In his reply he tells us that there are two kinds of commandments in Islam: those to be carried out by the individual and those that can only be carried out by the government or the law of the land. Then he writes:

Kalimat-ul-fasal, p. 170

“As matters of inheritance and dissolution of marriage fall under the law of the government, this is why the Promised Messiah wrote nothing about these. If he had possessed governmental power, he would have issued the same orders in these matters as well.” (p. 170)

Just ponder over this last statement! It is declaring, openly and bluntly, that if the Head of the Qadiani Jama‘at were to have the power to make laws in a country he would issue orders to the effect that non-Ahmadis should be treated as non-Muslims under the law of the land. So on what grounds can the Qadiani Jama‘at complain when they themselves are declared as non-Muslims under the law of the land in Pakistan?

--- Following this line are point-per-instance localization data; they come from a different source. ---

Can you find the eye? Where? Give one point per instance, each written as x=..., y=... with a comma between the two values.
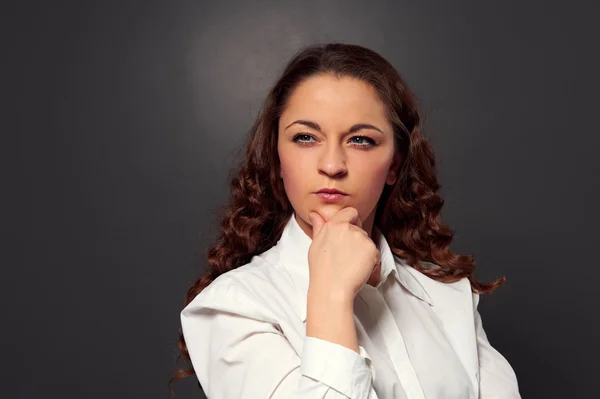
x=369, y=141
x=358, y=141
x=298, y=136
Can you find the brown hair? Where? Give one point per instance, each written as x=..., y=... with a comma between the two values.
x=408, y=212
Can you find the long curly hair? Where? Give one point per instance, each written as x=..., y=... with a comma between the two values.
x=408, y=212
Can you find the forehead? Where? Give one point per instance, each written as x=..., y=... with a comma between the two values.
x=329, y=99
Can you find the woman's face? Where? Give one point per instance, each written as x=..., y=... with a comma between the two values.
x=334, y=133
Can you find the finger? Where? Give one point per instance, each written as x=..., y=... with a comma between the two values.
x=348, y=215
x=317, y=223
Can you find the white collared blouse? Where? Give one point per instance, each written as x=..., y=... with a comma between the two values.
x=418, y=338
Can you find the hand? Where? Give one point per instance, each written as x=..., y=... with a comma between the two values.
x=342, y=256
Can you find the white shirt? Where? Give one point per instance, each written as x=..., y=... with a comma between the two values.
x=418, y=338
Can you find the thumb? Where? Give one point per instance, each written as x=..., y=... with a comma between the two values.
x=317, y=223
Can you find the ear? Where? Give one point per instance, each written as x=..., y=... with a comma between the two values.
x=391, y=177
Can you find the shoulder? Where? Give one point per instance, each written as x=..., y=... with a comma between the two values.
x=458, y=292
x=247, y=290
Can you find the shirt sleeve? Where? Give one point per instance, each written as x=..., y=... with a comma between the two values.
x=237, y=356
x=497, y=379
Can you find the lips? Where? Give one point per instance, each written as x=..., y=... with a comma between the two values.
x=331, y=191
x=330, y=195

All these extreme beliefs came back to haunt the Qadiani Jama‘at with a vengeance. They were declared non-Muslim in the law of the land by a government of non-Ahmadis in Pakistan in 1974 in exactly the same way as Mirza Bashir Ahmad has here proclaimed that his Jama‘at would do to non-Ahmadis if it should possess political power. They are prevented by the anti-Ahmadiyya groups from using or displaying the kalima because, it is alleged, they add Mirza Ghulam Ahmad in it by implication. Then there are the widely-reported assalamu alaikum court cases in Pakistan in which members of the Qadiani Jama‘at have been charged by the police with the crime of using this greeting, which is meant for use by Muslims. As quoted above, according to Mirza Bashir Ahmad when members of his Jama‘at say assalamu alaikum to other Muslims it does not mean they are regarding them as Muslims.

No doubt, all these repressive legal restrictions against them are highly unjust and a complete travesty of the teachings of Islam, and deserve total condemnation. But the Qadiani Jama‘at leadership themselves believe in directing the same unjust measures against all other Muslims.